It’s past midnight here in Belgrade, Serbia where I live, so it’s already August 16th – even though I have a pretty challenging relationship with this particular day in the year, it’s still my birthday. I’m 38. Seems a lot in certain ways, seems hardly enough from a different perspective… the truth is probably as always somewhere in the middle, hopefully I’m somewhere in the middle of my life path. What’s certain though is that I don’t feel 38, maybe because I spent years and years just hiding and coping. Those years are one big blur, which can be condensed into a single dot in time – for me, it’s as though that time never passed, while in reality life went far ahead without me. It’s a if I’m still in my twenties in my head, still waiting for my life to unfold, to make important decisions, to overcome these mental hurdles and start living again. Then comes August 16th again and again and puts things into their real place, reminding me that things are not as good as I try to picture them to myself, which used to hurt a lot. I would lie if I said that it doesn’t not hurt any more, it just hurts less. Every year I say that next year on this day I’ll be in some much better place, but actually both me and everybody and everything around me grow just older and things get tougher. My dad is not doing really well lately, which makes my birthday much less significant than it used to be – if I could truly make a birthday wish, it would be for him to resolve his issues and start feeling better again. This picture was taken by my dad and fully developed by him as well, and it is one of the first pictures in my life. My parents say that I always held my fists tightly closed, as if I knew I would have to battle a lot in life. This photo reminds me that 1976 was quite a long time ago, everything was done manually… and it shows you where my passion for photography came from. 🙂 He developed numerous films and photos in improvised dark rooms, he loved slides and projectors, but somehow that passion of his faded away with age and the arrival of digital photography. I developed some films and photos manually myself and I remember that I loved doing it, maybe some day I’ll show you some of that black and white work.

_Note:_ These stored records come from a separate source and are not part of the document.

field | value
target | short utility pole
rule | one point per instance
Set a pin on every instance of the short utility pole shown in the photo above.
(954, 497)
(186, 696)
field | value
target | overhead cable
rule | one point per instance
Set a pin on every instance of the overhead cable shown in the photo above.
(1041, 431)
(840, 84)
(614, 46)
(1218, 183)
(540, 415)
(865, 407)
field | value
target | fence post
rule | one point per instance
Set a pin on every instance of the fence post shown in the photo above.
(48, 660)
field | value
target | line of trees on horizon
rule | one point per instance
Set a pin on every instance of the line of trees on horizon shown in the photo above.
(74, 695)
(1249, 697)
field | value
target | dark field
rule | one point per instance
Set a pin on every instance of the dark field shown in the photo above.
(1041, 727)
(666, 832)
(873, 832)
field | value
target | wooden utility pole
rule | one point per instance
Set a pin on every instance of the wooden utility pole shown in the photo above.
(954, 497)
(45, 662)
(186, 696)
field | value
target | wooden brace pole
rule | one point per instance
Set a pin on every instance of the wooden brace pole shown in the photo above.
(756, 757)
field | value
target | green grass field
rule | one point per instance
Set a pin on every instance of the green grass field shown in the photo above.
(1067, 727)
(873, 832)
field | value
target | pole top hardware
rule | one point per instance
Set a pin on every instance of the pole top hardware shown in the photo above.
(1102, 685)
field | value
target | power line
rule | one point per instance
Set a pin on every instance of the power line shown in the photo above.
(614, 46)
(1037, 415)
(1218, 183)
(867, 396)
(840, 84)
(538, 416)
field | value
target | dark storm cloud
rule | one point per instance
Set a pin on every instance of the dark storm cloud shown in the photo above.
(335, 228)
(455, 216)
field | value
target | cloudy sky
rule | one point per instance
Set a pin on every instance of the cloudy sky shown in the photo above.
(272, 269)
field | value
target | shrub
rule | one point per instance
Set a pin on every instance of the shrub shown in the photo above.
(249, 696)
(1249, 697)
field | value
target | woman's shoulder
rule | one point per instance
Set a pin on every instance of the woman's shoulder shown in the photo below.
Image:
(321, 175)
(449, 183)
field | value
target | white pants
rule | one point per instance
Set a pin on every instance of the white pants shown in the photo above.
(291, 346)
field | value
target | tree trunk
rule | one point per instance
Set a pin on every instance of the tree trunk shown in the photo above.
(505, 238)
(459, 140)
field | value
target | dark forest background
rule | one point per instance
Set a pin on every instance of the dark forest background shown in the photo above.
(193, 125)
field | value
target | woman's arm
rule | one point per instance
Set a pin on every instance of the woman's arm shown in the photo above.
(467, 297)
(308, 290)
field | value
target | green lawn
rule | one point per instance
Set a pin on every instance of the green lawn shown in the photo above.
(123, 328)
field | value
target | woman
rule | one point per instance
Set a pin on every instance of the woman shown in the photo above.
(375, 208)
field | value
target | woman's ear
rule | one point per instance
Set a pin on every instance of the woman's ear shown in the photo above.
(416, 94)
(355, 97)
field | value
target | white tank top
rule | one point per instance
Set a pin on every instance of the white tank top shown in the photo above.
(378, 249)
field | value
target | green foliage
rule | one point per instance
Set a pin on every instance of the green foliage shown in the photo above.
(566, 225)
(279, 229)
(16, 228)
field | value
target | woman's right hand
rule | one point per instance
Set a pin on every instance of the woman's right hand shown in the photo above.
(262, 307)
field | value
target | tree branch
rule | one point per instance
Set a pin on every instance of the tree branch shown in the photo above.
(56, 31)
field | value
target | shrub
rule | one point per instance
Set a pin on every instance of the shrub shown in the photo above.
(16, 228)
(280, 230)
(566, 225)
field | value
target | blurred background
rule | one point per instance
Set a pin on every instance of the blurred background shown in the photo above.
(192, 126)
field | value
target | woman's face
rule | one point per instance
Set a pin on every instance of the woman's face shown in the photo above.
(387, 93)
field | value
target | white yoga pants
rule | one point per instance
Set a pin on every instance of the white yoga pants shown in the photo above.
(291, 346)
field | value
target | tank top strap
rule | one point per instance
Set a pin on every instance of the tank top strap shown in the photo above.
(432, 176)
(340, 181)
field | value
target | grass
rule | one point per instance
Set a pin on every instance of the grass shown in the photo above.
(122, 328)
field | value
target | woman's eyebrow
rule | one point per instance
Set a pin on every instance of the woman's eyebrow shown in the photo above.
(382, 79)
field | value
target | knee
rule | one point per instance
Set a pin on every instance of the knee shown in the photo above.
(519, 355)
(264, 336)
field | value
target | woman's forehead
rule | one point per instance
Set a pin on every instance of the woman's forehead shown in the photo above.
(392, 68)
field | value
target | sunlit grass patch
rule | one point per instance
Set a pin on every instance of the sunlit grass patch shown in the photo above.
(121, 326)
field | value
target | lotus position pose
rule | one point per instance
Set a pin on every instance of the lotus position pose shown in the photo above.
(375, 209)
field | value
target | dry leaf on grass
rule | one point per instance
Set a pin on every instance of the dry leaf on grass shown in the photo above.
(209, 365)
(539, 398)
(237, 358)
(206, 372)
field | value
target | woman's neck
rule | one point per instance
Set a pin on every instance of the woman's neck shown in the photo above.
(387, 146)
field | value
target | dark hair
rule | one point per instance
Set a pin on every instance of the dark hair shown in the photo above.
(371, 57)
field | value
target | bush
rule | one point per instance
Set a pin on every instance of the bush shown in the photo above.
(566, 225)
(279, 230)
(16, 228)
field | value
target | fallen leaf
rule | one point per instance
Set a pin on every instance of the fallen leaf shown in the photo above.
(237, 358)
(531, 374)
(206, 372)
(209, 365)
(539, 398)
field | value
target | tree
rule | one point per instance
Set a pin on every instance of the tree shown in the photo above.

There were many different August 16ths – many of them were spent at the seaside, some of them abroad – once in the USA, several times in Italy. Those were all quite lonely birthdays because it’s vacation time in Serbia and the famous Ferragosto week in Italy when people run away from deserted cities and towns to enjoy their holidays to the fullest. I didn’t always have a cake, but it was always a special summer day, special because I lived it in my head as such. Tomorrow will be another “specially” modest day – there were years when I thought I had to do something extra particular on that day or make some extra efforts, but in reality, I just want to relax. I want it to be a calm, good day. I didn’t manage to make a huge progress with my battles yet, but this is the first birthday I spend blogging. I hope there are many more years ahead, so maybe, just maybe next year I’ll be able to tell you that I’m in some much better place… 🙂
Till then, I can just promise that I’ll continue to fight, with my fists tightly closed as I did in those first months of my life.